J. H. Williams' Narrative


Mr. J. H. Williams, who is nearing eighty-nine, and makes his home with his grandson, J. H. Williams Jr. relates some of his experiences and memories of that happy period in life, "Youth". "My father had slaves and they were always after me to teach them to read and write. I'd go down to the negro cabins at night sometimes and teach them as beast I could, but being awfully afraid to go out alone at night, some of the negroes would have to walk home with me. One night as I started home, the negro gave me atorch for a light and told me to run along and he would stand in the door and watch until I got home. I had to pass one of the negro cabins with a log kitchen extending to the back of the cabin, and just as I reached this I heard a great commotion in the kitchen; I threw my light down, and started for the house as fast as my teo feet would carry me. Just as I reached the kitchen door, a flat log was used for a step, the door flew open and out came a large form, slipping on the log step, and landing right under my feet, sprawling me on the ground flat of my back. I was too frightened to move, but my yell made up for that lost. The large, black form turned out to be my pet pig.

I'll never forget the cruel treatment the slaves received. It was reported that a run-away slave had killed a white woman, and everyone was on the look out for him. One evening a negro boy and I were returning from a rabbit hunt when I noticed a black hand upon a log on the edge of the path and poking the boy, I asked if he saw the hand. He said he did, but not to stop; we went home and told what we had found. It turned out to be the run-away negro. A group of the slave owners took him out, undressed him and tied him to a log and whipped him until blisters were formed; then, they took a large tom cat by the tail and dragged him up and down the negro's back. After this, they sprinkled salt and pepper over the mangled back and rubbed it in. Such was the hideous treatments, the slaves received before and just after the War between the States. I love the South, but I did not love her way of slavery.

You remember the saying, "Keep your nose out of cracks," well, an old chum of mine forgot that it would apply to heads also.

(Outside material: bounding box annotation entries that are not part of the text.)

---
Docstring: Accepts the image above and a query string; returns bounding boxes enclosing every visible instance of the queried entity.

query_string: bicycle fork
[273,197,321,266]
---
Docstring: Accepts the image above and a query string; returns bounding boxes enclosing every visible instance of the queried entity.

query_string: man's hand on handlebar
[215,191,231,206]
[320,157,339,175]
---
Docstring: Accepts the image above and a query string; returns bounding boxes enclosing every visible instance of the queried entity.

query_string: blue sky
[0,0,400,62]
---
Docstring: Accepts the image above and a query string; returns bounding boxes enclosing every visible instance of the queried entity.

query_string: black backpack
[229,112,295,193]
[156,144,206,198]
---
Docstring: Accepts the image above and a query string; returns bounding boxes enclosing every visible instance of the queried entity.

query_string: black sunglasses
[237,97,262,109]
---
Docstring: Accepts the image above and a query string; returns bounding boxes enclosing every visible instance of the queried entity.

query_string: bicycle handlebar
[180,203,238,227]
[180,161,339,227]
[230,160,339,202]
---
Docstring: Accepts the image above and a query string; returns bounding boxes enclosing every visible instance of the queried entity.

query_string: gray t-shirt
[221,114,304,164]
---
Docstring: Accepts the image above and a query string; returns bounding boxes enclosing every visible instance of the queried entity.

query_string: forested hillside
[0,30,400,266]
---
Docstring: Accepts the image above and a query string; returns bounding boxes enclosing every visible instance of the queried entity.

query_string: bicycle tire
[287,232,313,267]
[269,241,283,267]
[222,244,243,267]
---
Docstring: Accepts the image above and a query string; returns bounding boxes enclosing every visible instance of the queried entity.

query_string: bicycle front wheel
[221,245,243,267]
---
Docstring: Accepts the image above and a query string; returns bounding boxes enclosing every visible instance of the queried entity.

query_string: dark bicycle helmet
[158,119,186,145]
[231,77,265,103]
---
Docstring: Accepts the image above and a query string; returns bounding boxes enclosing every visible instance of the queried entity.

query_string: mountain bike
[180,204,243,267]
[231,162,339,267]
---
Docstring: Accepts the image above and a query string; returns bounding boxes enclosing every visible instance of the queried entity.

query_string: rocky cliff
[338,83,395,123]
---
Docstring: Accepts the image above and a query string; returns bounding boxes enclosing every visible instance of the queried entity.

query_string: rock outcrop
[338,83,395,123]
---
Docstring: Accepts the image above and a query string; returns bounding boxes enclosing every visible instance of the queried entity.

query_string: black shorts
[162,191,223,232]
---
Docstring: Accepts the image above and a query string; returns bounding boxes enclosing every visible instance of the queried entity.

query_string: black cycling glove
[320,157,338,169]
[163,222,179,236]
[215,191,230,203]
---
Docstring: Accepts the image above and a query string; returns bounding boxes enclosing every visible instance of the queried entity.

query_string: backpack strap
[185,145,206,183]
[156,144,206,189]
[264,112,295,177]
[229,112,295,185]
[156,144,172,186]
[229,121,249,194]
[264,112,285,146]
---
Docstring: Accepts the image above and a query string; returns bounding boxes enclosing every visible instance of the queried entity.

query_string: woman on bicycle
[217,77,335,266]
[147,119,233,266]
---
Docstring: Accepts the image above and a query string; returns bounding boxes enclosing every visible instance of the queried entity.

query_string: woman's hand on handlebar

We were going to school in a large, one room log cabin; the logs were green when put up and after standing awhile, the sun and weather had made them shrink and leave large space between the. The school house was located in an old field where a bunch of cattle were always grazing. This chum would hold his book up between his heas and the teacher and stick his head out one of these large holes and watch the cattle. ONe day the teacher saw this and eased around him, he has slipped up into the seat and almost on his knees and had also slipped his head from the wide slit in the wall up to the narrow part, and when she hit him, he could not pull his head back; she gave him a good sound whipping while his head was caught; that broke us from lookinh at the cattle through these holes.

One of my teachers who was a justice of peace, had to attend court one day, and my brother, being the oldest boy in school, had to take charge of the school. Before the teacher was a fourth of a mile away, the older boys were standing on their heads on every bench in the school room

One year we asked our teacher to give us the fourth of July off, but he would not, so that evening after everyone had gone home, a bunch of the boys out and brought up a big load of poles. We piled these up in the door of the school house. The next morning when the teacher came he looked at them, and without smiling, turned around and walked off. We got the day off after all.

I was a member of the Ku-Klux-Klan, but never took any part in their dirty work. One night we met in the old cemetery out in the country, and were all standing around listing to the lecture, when all of a sudden, a yell and the falling of dirt was heard; upon investigation we found that one of the members, a man well over six feet tall, had stepped on a grave that looked solid, but had caved in from the under side, and had fallen in with him. His bravery left him and his screams for help were loud until he was rescued.

Another night, we met in a pine thicket and were trying to decide what to do with an old negro that had been stealing hogs. One member, Bona terrell, was afflicted with stammering, and when the question was asked, replied, "Ka-ka-k-kill 'em!" "Well, what will we do with his eight year old girl? "Ka-ka-k-kill hu-hu-her too; she-she'll be a big un after awhile!"

About forty of our crowd was arrested and tried once. I was not in the gang thought. Some of the men made this remark, "If we get justice, I'll be satisfied." "Justice! yelled Terrell, "hang man, anything except jusctice!"

I was twenty-two years old when I joined the church. Old brother Zack Lofton would preach to us every Sunday in a grove of dog-wood trees. he would spend every Saturday night with me and before we retired, would read a chapter in the Bible and pray. I very often, in reading my Bible, run across some of the chapters and they are just as fresh in my mind as if it were only yesterday. The neighbors, with the help of brother Lofton, organized a church, New Prospect, and built a small building on two acres from Frank Hartman. Mr. Hartman would not sell it to us at first saying, "I wouldn't sell a church to those bulldozers, not to mention a piece of land; they have burned and torn down too many houses for me in that part of the country." "But, Mr. Hartman," I said. Maybe we can convert them if you will give us a deed to the two acres." "Well, I'll try them," was the answer. We got the church started then, and the burning of houses soon was a thing of the past."


Lincoln County Source Material for MS History, Vol. 2, pages 196-199.